Cette qualité d’acteur est d’ailleurs partagée par tous les chanteurs de ce spectacle, et c’est aussi ce qui fait le succès de la représentation. Le ténor Carl Ghazarossian est un Prince Saphir à la voix claire et lumineuse, surjouant à la perfection une forme de candeur qui confine à la niaiserie. En Fleurette, Jennifer Courcier, dotée d’un agréable soprano et bonne actrice, lui donne la réplique dans le même esprit démonstrativement gentillet – un volume sonore plus ample et davantage de projection donneraient sans doute plus de présence au personnage.
Il faut saluer la remarquable prestation de la mezzo-soprano Héloïse Mas qui campe une Boulotte de caractère, comme le prévoient d’ailleurs le livret et la dimension musicale du rôle créé par Hortense Schneider. Il y faut de l’abattage, et Héloïse Mas joue avec un égal talent la paysanne et la bohémienne. La voix est puissante, bien timbrée, sachant se faire tour à tour gouailleuse et lyrique ; la projection est parfaite, et la diction excellente.
Le baryton Christophe Gay, qui avait été un remarquable Raoul de Gardefeu dans La Vie parisienne en 2016, incarne ici Popolani avec beaucoup de verve et lui prête une voix ample et sonore, au timbre flatteur, à la prononciation impeccable. Tout en rendant justice à la présence scénique de Thibault de Damas en Comte Oscar, on regrette de ne pas l’entendre plus distinctement, en raison d’une projection insuffisante et d’une articulation parfois peu compréhensible dans le chant.

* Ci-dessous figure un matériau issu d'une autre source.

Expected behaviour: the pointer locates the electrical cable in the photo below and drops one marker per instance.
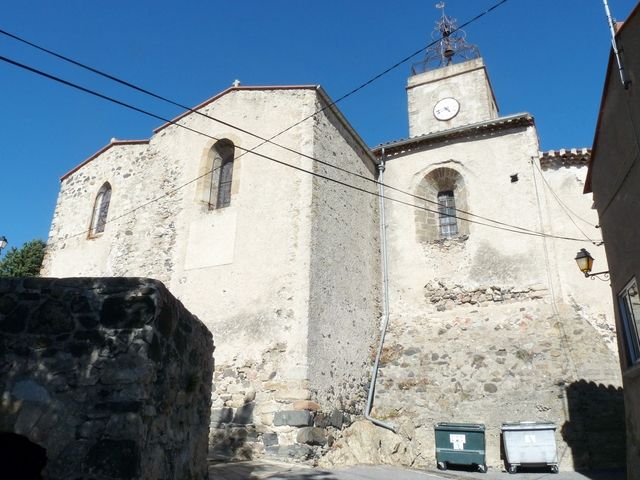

Le ténor Christophe Mortagne assume de manière hilarante et convaincante le rôle du Roi Bobèche, avec les mêmes qualités qui le caractérisaient en Roi Carotte sur la même scène en 2015 aux côtés d’un Fridolin XXIV qu’incarnait d’ailleurs Yann Beuron. À ses côtés, la mezzo-soprano Aline Martin est une Reine Clémentine de grande classe vocale, au timbre agréable, moins à l’aise dans la diction parlée mais parfaitement à l’unisson d’une équipe à saluer pour sa cohésion – les cinq femmes de Barbe-Bleue ne sont pas en reste dans le Finale et les couplets du deuxième tableau de l’acte II.
Comme à l’accoutumée, les Chœurs de l’Opéra de Lyon sont excellents, et la mise en scène met en valeur le talent dramatique de chacun, avec cette incessante mobilité déjà évoquée, ce sens du rythme qui est la marque de Laurent Pelly tout autant que de la musique d’Offenbach et de la succession de numéros prévue par les librettistes. C’est là un bel hommage au compositeur à l’occasion du bicentenaire de sa naissance.
* Le spectacle, qui sera donné à nouveau les 21, 22, 24, 25, 29 juin, 1er et 5 juillet, sera retransmis le samedi 29 juin par satellite en simultané sur écran géant dans les 13 villes partenaires de la région Auvergne-Rhône-Alpes : Aurillac, Chamonix, Clermont-Ferrand, Cusset, Fleurie, Issoire, Labeaume, Le Cheylard, Lyon, Montélimar, Usson-en-Forez, Saint-Quentin-Fallavier, Thonon-les-Bains.